Category Archives: Design

Data Warehouse Design

Slowly Changing Fact Tables

Let’s assume the organization has a huge number of customers and the task is to track very detailed customer profiles that include customer preferences, market segmentation, customer geography etc. The customer profiles are changing very often. The table would be very wide, huge and growing very fast.

We can split the dimension table in a number of smaller tables (mini-dimensions). The question is how to join them together to be able to get complete customer profile as at any point in time.

Snapshot Fact Table

The first design could be to add a snapshot factless fact table that joins these customer dimensions.

This is not the best solution as the current snapshot of the customers will be added to the fact table every load. The table will grow extremely fast.

Slowly Changing Fact Tables

Most often the rows inserted into the snapshot fact table will be the same as previous just with a new date. Therefore we can apply Slowly changing dimension technique for the fact table to avoid duplication of rows when the attributes are not changing.

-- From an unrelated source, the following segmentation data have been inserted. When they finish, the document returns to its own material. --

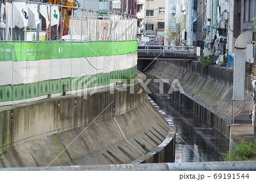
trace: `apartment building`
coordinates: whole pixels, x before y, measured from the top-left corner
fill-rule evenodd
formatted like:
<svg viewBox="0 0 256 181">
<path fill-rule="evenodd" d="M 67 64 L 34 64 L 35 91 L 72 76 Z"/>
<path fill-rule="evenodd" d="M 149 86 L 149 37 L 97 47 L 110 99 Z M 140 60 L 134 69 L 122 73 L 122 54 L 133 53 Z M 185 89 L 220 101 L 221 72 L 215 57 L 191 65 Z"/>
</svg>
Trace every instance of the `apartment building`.
<svg viewBox="0 0 256 181">
<path fill-rule="evenodd" d="M 163 38 L 164 32 L 164 0 L 137 0 L 138 35 Z"/>
</svg>

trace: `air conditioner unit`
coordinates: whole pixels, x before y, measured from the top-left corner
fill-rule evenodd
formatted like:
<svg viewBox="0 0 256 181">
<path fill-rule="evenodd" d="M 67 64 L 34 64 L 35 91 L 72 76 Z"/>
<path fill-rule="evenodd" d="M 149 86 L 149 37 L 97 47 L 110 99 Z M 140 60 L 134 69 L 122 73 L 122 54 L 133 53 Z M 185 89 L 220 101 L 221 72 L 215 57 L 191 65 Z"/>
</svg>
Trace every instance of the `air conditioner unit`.
<svg viewBox="0 0 256 181">
<path fill-rule="evenodd" d="M 209 26 L 209 25 L 204 26 L 203 27 L 203 31 L 204 32 L 210 32 L 210 26 Z"/>
</svg>

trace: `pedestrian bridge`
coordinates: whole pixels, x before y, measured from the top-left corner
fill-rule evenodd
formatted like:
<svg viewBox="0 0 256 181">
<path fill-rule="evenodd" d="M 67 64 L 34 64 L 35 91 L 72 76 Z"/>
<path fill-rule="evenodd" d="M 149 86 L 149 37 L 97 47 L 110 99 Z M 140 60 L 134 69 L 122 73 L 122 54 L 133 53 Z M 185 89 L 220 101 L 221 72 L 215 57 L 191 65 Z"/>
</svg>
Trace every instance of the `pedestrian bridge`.
<svg viewBox="0 0 256 181">
<path fill-rule="evenodd" d="M 138 46 L 138 69 L 143 70 L 158 60 L 197 60 L 197 47 Z"/>
</svg>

Let’s call this Slowly Changing Fact Table.

Customer RK is retained key of the Customer dimension, it is a surrogate key that does not change from one version of the row to another.

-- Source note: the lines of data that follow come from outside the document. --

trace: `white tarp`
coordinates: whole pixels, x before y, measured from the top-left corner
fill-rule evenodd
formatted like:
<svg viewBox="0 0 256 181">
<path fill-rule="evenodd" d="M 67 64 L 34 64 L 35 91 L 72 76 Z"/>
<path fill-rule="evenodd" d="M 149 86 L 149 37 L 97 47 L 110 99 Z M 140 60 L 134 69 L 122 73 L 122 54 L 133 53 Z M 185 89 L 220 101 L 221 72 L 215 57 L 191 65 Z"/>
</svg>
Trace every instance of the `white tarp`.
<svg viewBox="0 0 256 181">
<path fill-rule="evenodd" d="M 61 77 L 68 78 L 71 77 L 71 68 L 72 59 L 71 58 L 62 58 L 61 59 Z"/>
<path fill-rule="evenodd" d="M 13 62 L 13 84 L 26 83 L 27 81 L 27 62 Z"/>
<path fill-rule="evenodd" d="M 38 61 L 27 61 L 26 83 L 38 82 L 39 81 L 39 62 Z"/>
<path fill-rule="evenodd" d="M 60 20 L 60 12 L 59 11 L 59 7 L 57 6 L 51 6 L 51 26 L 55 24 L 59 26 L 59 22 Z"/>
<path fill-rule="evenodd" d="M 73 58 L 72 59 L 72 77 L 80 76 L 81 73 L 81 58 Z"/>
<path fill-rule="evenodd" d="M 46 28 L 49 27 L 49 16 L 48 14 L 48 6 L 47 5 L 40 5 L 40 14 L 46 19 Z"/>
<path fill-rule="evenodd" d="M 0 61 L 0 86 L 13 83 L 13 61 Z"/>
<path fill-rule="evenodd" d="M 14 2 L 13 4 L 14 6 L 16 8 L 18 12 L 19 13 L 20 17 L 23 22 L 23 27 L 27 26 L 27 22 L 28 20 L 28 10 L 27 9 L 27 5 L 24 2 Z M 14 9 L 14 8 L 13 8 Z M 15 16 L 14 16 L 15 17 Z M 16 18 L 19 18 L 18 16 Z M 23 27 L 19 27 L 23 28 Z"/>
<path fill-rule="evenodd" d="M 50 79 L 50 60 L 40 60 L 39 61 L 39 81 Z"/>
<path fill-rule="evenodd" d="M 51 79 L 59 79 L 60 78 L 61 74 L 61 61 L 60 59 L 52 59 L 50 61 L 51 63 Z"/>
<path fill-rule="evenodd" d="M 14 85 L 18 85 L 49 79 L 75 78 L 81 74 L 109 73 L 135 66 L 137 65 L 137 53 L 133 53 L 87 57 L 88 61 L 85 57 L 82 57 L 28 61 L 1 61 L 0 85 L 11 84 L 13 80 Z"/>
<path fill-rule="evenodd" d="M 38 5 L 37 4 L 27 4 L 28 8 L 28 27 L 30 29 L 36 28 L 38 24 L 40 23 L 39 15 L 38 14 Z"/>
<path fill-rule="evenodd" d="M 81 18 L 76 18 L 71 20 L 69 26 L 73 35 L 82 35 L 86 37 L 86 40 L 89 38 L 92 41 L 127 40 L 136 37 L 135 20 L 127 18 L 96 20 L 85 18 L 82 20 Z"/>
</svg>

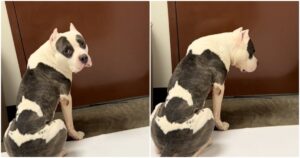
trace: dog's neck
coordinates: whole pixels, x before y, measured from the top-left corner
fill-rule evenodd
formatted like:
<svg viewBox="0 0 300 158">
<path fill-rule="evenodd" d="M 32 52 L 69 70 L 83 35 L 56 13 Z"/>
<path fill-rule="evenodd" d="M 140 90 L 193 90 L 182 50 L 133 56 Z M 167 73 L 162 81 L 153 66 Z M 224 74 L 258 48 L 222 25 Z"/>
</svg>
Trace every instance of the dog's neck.
<svg viewBox="0 0 300 158">
<path fill-rule="evenodd" d="M 45 42 L 39 49 L 30 55 L 27 67 L 34 69 L 38 63 L 44 63 L 51 66 L 56 71 L 63 74 L 66 78 L 72 81 L 72 71 L 66 62 L 59 62 L 55 57 L 55 52 L 50 45 L 50 42 Z"/>
<path fill-rule="evenodd" d="M 225 32 L 204 36 L 193 41 L 189 45 L 187 53 L 192 50 L 193 54 L 201 55 L 206 49 L 209 49 L 220 57 L 227 71 L 229 71 L 230 65 L 235 63 L 235 47 L 236 42 L 232 32 Z"/>
</svg>

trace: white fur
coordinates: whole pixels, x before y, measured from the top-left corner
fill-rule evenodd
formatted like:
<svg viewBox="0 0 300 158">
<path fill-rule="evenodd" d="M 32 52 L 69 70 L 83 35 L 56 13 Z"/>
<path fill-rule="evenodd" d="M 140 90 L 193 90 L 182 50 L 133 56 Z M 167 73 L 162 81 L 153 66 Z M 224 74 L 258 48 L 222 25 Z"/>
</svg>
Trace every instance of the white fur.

If any attribute of a customer profile changes, a new row will be inserted in the fact table. The number of rows in this fact table will be the same as the number of rows in the original dimension table Customer Profiles, however the data will take less of the disk space.

It is often more reasonable to applySlowly Changing Facttechnique to prevent the snapshot fact table from growing too fast.

References

The ideas here were taken from the Kimball Design Tip #50 Factless Fact Tables and diluted with my  interpretations 🙂

Kimball’s Design Tip #50: Factless Fact Tables

What is Data Vault?

Data Vault model of data warehose proposed by Dan E. Linstedt is an alternative approach to the well known Ralph Kimball’s Dimensional Modeling and Bill Inmon’s 3NF data warehouse. It has not gained much recognition primarily because the author is not willing to share his ideas for free. You are welcome to support Dan by buying his book or attending Data Vault certification program 🙂

The main benefit of Data Vault is the ease of modification: you do not have to alter anything in your current model to add a new dimension or attributes of existing dimension.

The largest drawback of this modeling technique is the larger number of joins comparing to other modeling techniques, this hurts the performance. Also such complex data model makes it not relevant for the data access layer.

So let’s consider this modeling technique on an example starting from 3NF and dimensional model.

3NF Model

Consider the following 3NF data model. Usually it is close to the original model in the data source. There are three master tables (Customer, Order and Product) and one transactional table (Order Line).

SK fields are surrogate keys, BK fields are business keys aka natural keys. Surrogate key is a generated key used instead of combination of business key plus start date of validity (Valid From).

Dimensional Model

In our dimensional model, we have a fact table in the middle and dimension tables around the fact table. We added order date as a separate dimension. Customer is directly joined to the fact table.

Nothing new by now, right?

Data Vault

There are 3 types of tables in Data Vault model: Hub, Link and Satellite. Let’s consider on an example of transformation of the 3NF model to Data Vault model.

1) Instead of each master table in 3NF, we add a hub and a satellite.

2) Instead of the transactional table, we add Link table and Satellite.

3) Instead of the joins between master tables, we add Link tables.

Hub table – contains business key and retained key. The retained key is a key which is mapped to business key one-to-one. In comparison,  the surrogate key includes time and there can be many surrogate keys corresponding to one business key. This explains the name of the key, it is retained with insertion of a new version of a row while surrogate key is increasing.

Why we need the retained key? There can be many sources, so we cannot use business key as it may have different type or different number of attributes in different source systems.

Link table – contains retained keys of the hubs. E.g. Customer Order Link links Customer Hub and Order Hub by the corresponding keys – Customer RK and Order RK. Note that one-to-many relationship was replaced with many-to-many relationship.

Satellite table – contains attributes of the original tables.

Resilience to Change

We can add new attributes to Customer (e.g. Customer Demographics) or even a new parent table (e.g. Delivery) without any change to the existing tables. We just need to add and populate new tables.

References

Note that this was simplified consideration, just to give an overview of the methodology. You can find detailed information on the web. I would recommend to start from wikipedia.